As Lersten told me: “I see my people via a geospatial interface. Having that interface is a differentiation as against things like WhatsApp and Slack and other communication channels. The second component is communication with those dots, wherever they are, say, in Afghanistan. And then I want to pay my workforce. I can pay them in U.S. dollar stablecoins all through the same interface.”
Labrys claims the platform has already proven its worth in the field.
It’s been used in Afghanistan, where it has assisted in the evacuation of (the company claims) 5,000 persecuted Afghan minorities, as well as being used by Ukrainian State Emergency Services during the Kakhovka Dam breach.

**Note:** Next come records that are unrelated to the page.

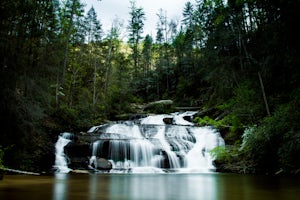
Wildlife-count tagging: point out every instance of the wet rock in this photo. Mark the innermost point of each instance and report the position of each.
(168, 120)
(103, 164)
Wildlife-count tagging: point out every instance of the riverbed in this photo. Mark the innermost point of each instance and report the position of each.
(167, 186)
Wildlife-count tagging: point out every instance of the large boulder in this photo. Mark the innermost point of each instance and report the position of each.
(103, 164)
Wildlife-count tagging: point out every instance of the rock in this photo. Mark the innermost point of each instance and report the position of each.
(161, 106)
(168, 120)
(103, 164)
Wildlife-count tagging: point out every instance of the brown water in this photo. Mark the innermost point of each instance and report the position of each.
(149, 187)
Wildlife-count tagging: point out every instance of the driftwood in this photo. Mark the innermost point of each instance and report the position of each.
(19, 171)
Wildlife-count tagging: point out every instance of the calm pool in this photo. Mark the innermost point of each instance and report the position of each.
(212, 186)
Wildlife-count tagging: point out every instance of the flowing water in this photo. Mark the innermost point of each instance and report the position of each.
(148, 145)
(150, 160)
(169, 186)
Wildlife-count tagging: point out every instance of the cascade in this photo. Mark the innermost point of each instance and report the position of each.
(61, 163)
(147, 145)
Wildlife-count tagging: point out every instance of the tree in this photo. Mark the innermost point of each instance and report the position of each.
(135, 28)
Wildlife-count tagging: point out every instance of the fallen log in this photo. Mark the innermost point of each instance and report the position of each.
(19, 171)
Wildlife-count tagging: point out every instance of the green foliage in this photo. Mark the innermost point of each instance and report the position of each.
(221, 154)
(207, 121)
(274, 144)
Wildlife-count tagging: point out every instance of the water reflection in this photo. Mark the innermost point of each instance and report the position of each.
(163, 187)
(149, 186)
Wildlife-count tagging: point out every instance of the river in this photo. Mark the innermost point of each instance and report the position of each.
(168, 186)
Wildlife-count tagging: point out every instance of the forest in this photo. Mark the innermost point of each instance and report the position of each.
(238, 60)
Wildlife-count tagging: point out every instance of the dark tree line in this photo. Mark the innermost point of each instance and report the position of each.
(61, 72)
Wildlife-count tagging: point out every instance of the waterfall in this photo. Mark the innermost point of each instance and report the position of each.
(149, 145)
(60, 158)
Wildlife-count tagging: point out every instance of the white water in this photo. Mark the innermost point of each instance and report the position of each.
(151, 146)
(60, 158)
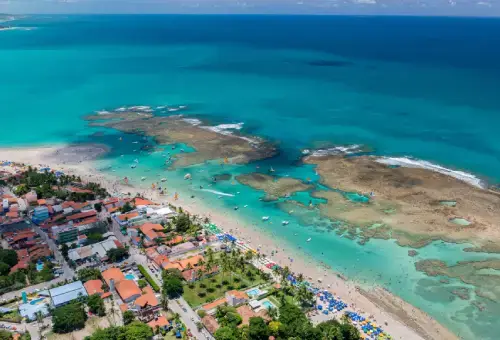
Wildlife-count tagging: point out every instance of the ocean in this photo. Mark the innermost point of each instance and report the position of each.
(425, 88)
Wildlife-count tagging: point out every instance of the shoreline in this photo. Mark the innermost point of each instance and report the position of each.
(400, 319)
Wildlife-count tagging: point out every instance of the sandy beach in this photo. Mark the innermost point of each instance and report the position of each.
(400, 319)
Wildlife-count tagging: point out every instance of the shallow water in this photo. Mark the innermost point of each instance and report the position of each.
(421, 87)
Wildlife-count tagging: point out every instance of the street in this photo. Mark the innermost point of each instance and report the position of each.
(180, 306)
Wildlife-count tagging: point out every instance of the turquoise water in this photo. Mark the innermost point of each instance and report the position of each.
(421, 87)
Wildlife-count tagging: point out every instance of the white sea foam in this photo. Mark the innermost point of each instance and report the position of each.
(337, 150)
(103, 112)
(192, 121)
(416, 163)
(218, 192)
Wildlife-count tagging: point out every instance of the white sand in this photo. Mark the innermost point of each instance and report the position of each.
(400, 319)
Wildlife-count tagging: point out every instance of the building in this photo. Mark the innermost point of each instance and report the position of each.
(128, 290)
(94, 287)
(67, 293)
(235, 297)
(160, 322)
(40, 214)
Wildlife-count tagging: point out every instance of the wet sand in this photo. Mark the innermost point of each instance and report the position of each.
(400, 319)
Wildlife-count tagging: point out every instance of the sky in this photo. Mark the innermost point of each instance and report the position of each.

Mykola Taranenko, commander of the Kherson Regional Rapid Response Team with the Ukrainian Red Cross (and a Labrys client) told TechCrunch via email: “As a commander, I always need to see where my team is when they are on a mission – especially in a high-risk environment like Ukraine. With the help of Axiom, I can securely monitor my team’s location and status… manage donations… quickly convert digital payments into real-world impact… purchase equipment locally [and] donors can see where their money has gone.”
The environment Labrys is operating in is a rarified one, with numerous civilian and military solutions overlapping. For instance, Everbridge is an enterprise software solution, that provides users — often military and NGOs — with an understanding of global flashpoints. But unlike Labrys, it doesn’t have a facility to connect with humans “on the ground,” as it were. Another, TAK, is known as a “Blue Force” tracking system. Meanwhile, Premise Data, which has raised $146 million, has a software platform for humanitarian organizations, and provides analytics about assets on the ground.
This latest funding is amongst the biggest seed rounds for a defense tech startup in Europe to date, and is emblematic of how defense is no longer off limits for investors, as we saw this year during TechCrunch Disrupt.
Plus, “dual use” products that coordinate either civilian or military teams, is a growing market. As of 2022, the global Command and Control Systems market was estimated at $22 billion, and is anticipated to reach $28 billion in 2028.
Meanwhile, Improbable, EclecticIQ, Living Optics and Preligens are all European companies that have raised tens of millions, and often more, in funding in the last year or so.
The news reflects now baked-in trends from last year when VC-backed firms injected $7 billion into aerospace and defense companies in the U.S.